To determine overall network status, the ps_init process generates ICMP Echo Request messages, configured by the ping-host attribute, and expects to receive responses. When it fails to receive a response, the network will be marked down on the online NIU. This is generally expected to be configured to the next-hop gateway or logically adjacent systems to the HA pair, allowing detection of network failures that would prevent the active NIU from providing service. This should not be configured to an AS, as failure of a single AS should not trigger a failover, or to any NIU where a failover to the partner NIU would not affect the ability to provide service.

On startup, the ps_init process will wait the specified partner-search-timeout, which has a default value of 10 seconds, to receive information via the heartbeat link about the partner’s status. If this timeout is reached, the NIU will go into an active state.

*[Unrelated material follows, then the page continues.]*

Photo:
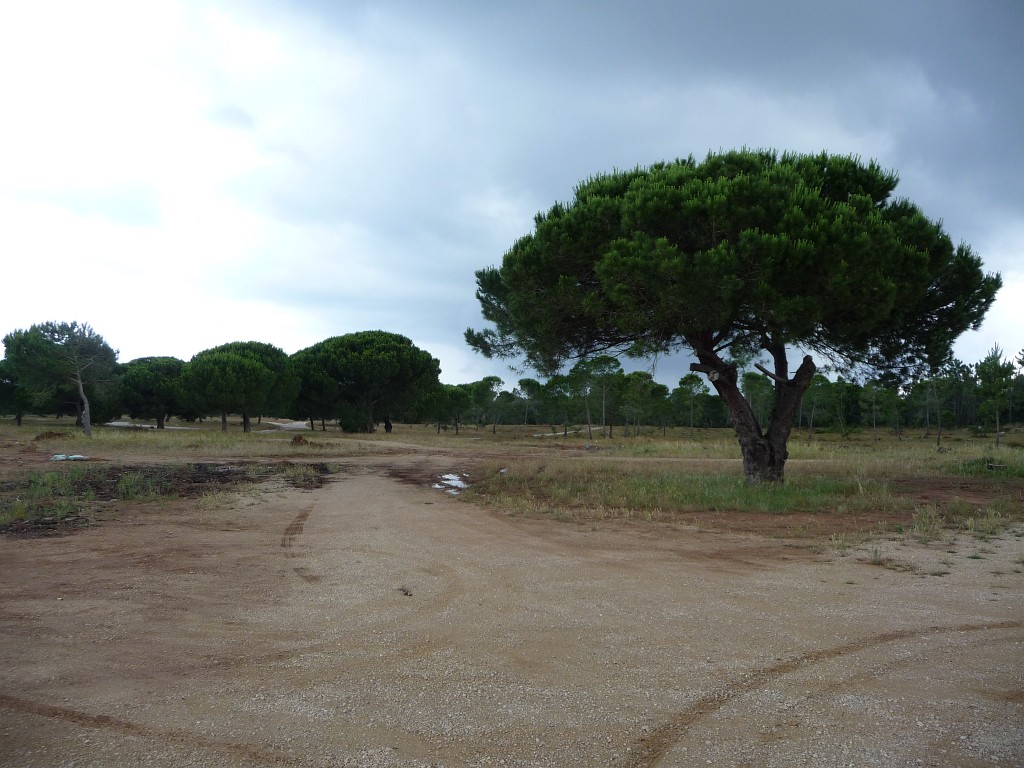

[root@pcs-adas=06] logs # ps_hastatus

***************************************************************************

Local node status:
Services:                  Online
Cluster:                   Running
Network:                   Up
Heartbeat:                 Up
Private network address:   10.10.105.3
Private heartbeat address: 1.1.0.3

***************************************************************************

Partner node status:
Services:                  Offline
Cluster:                   Running
Network:                   Up
Heartbeat:                 Up
Private network address:   10.10.105.4
Private heartbeat address: 1.1.0.4

***************************************************************************

Cluster status:
Virtual ip address:        10.10.105.5
Last cluster event:        User requested failover
Occurred at:               Wed Jan 5 08:13:39 2013 (4 minutes, 44 seconds ago)
Current time:              Wed Jan 5 08:18:23 2013

[root@pcs-adas=06] logs # ps_hastatus

***************************************************************************

Local node status:
Services:                  Online
Cluster:                   Running
Network:                   Up
Heartbeat:                 Up
Private network address:   10.10.105.3
Private heartbeat address: 1.1.0.3

***************************************************************************

Partner node status:
Unknown

***************************************************************************

Cluster status:
Virtual ip address:        10.10.105.5
Last cluster event:        User requested failover
Occurred at:               Wed Jan 5 08:13:39 2013 (4 minutes, 44 seconds ago)
Current time:              Wed Jan 5 08:18:23 2013

[root@imswkx-niu1n ~]# ps_hastatus
Reading default config

***************************************************************
Local node status:
Services:                  Online
Network:                   cluster::networking::up
Heartbeat:                 cluster::heartbeat::up
Private network address:   10.187.197.157
Private heartbeat address: 10.187.197.157

***************************************************************
Partner node status:
Services:                  cluster::state::offlining
Network:                   cluster::networking::up
Heartbeat:                 cluster::heartbeat::up
Private network address:   10.187.197.156
Private heartbeat address: 10.187.197.156

***************************************************************
Cluster status:
Current time:             Wed Jun 23 06:47:23 2021

[root@pcs-adas=06] logs # ps_hastatus
Cluster is not running on local node.

[root@pcs-adas=06] logs # ps_haswitch
Services are running on the local node. Are you sure that you want to switch them
to the remote node? (y/n): y

[root@pcs-adas=06] logs # ps_haswitch
Services are running on the local node. Are you sure that you want to switch them
to the local node? (y/n): y

[root@pcs-adas=06] logs # ps_haswitch
Cluster is not running on local node.